Proton	δ0, ppm (β-CD)		δ, ppm (β-CD: Resveratrol)		Δδ (δ − δ0), ppm
	δ (1Н)	δ (13С)	δ (1Н)	δ (13С)	δ (1Н)	δ (13С)
H-1	4.780	102.416	4.770	102.493	−0.010	0.076
H-2	3.312	72.853	3.268	72.974	−0.044	0.121
H-3	3.452	73.514	3.358	73.608	−0.094	0.094
H-4	3.283	82.021	3.267	82.125	−0.016	0.104
H-5	3.330	72.493	3.315	72.595	−0.015	0.102
H-6	3.58	60.408	3.57	60.492	−0.017	0.084

). This allowed us to conclude about the formation of an internal (inclusive) complex in clathrate. A proportional increase in the chemical shift in the ¹H-NMR vibrational spectra was observed with an increase in the concentration of “guest” compounds (resveratrol) due to a shift in the equilibrium state towards the formation of an inclusion complex. These conclusions are consistent with the data of the authors [30,31].

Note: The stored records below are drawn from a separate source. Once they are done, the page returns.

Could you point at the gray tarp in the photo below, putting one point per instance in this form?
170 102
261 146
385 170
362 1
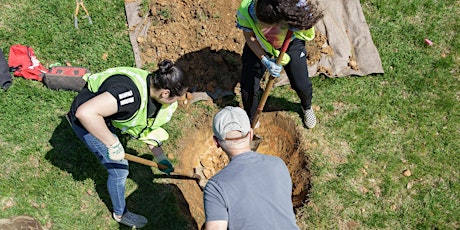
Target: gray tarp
343 24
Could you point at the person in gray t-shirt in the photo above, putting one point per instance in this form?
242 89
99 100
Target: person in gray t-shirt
254 190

2.7. Antioxidant Properties of Resveratrol and β-CD–Resveratrol (2:1)

Table 5. Antioxidant activity of resveratrol and β-CD–resveratrol ^a.

Samples	IC50 (μg/mL)
Resveratrol	14.3 ± 0.4
β-CD–resveratrol (2:1)	12.1 ± 2.3

^a All of the data obtained were repeated three times (p ≤ 0.05).

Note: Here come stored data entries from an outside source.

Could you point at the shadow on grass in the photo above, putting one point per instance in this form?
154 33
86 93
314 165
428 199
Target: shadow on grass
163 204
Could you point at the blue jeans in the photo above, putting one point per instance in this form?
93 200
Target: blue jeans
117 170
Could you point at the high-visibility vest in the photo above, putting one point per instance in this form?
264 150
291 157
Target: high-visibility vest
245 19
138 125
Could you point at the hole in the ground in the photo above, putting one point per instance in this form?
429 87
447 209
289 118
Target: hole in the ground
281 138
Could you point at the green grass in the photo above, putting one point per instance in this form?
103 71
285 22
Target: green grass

shows the antioxidant properties of resveratrol and β-CD–resveratrol. It was noted that resveratrol, as along with its inclusion complex (IC), has very strong antioxidant activity, which is consistent with the data previously described in [32]. The ability to eliminate the DPPH radical in the inclusion complex was somewhat reduced after resveratrol was encapsulated by β-CD. A slight decrease in the IC₅₀ in β-CD–resveratrol (2:1) indicates the enhancement in the antioxidant activity. All reported data were repeated three times (Table 5). Thus, the formed IC retained the antioxidant activity of resveratrol, meaning that the complexation increased the antioxidant activity and, accordingly, can potentially be used in the food industry to improve the shelf life of products.

3. Material and Methods

The utilized materials as well as the detailed methods of (Molecular modeling, Docking simulation, Molecular dynamics simulations, Preparation of resveratrol inclusion complexes with β-cyclodextrin, Thermal properties, Spectroscopic measurements of inclusion complexes, Antioxidant activity of Resveratrol and β-CD:Resveratrol) are presented in the Supplementary Materials.

4. Conclusions

This paper presents the results of a study of the encapsulation of resveratrol with β-cyclodextrin. The use of microwave treatment in an aqueous–alcohol medium made it possible to obtain resveratrol inclusion complexes with β-cyclodextrin at high yields. The molecular docking experiments indicated the good binding between resveratrol and β-cyclodextrin. Then, five MD simulations and MM-PBSA experiments confirmed the accuracy of that binding. The results of thermographic measurements with a differential scanning calorimeter were obtained. Using the Ozawa–Flynn–Wall and Friedman methods, as well as the method of nonparametric kinetics, the values of the activation energy of thermo-oxidative destruction of resveratrol clathrate complexes were calculated. The kinetic parameters of thermal decomposition obtained by various methods were in satisfactory agreement, and confirmed the reliability of the results. Molecular modeling of resveratrol inclusion complexes with β-cyclodextrin was carried out. The total energy of the studied systems was estimated by the semi-empirical method AM1. It was shown that complexes with a ratio of 1:2 are more stable and can be formed more easily than complexes with a ratio of 1:1. The structure and physicochemical properties of the inclusion complexes were systematically determined by ¹H and ¹³C NMR, FTIR spectra, DSC, and SEM. Both resveratrol and its inclusion complexes showed good antioxidant activity. It was shown that encapsulation with β-cyclodextrin leads to the enhancement of the antioxidant activity (IC₅₀) of resveratrol in the clathrate complex (2:1).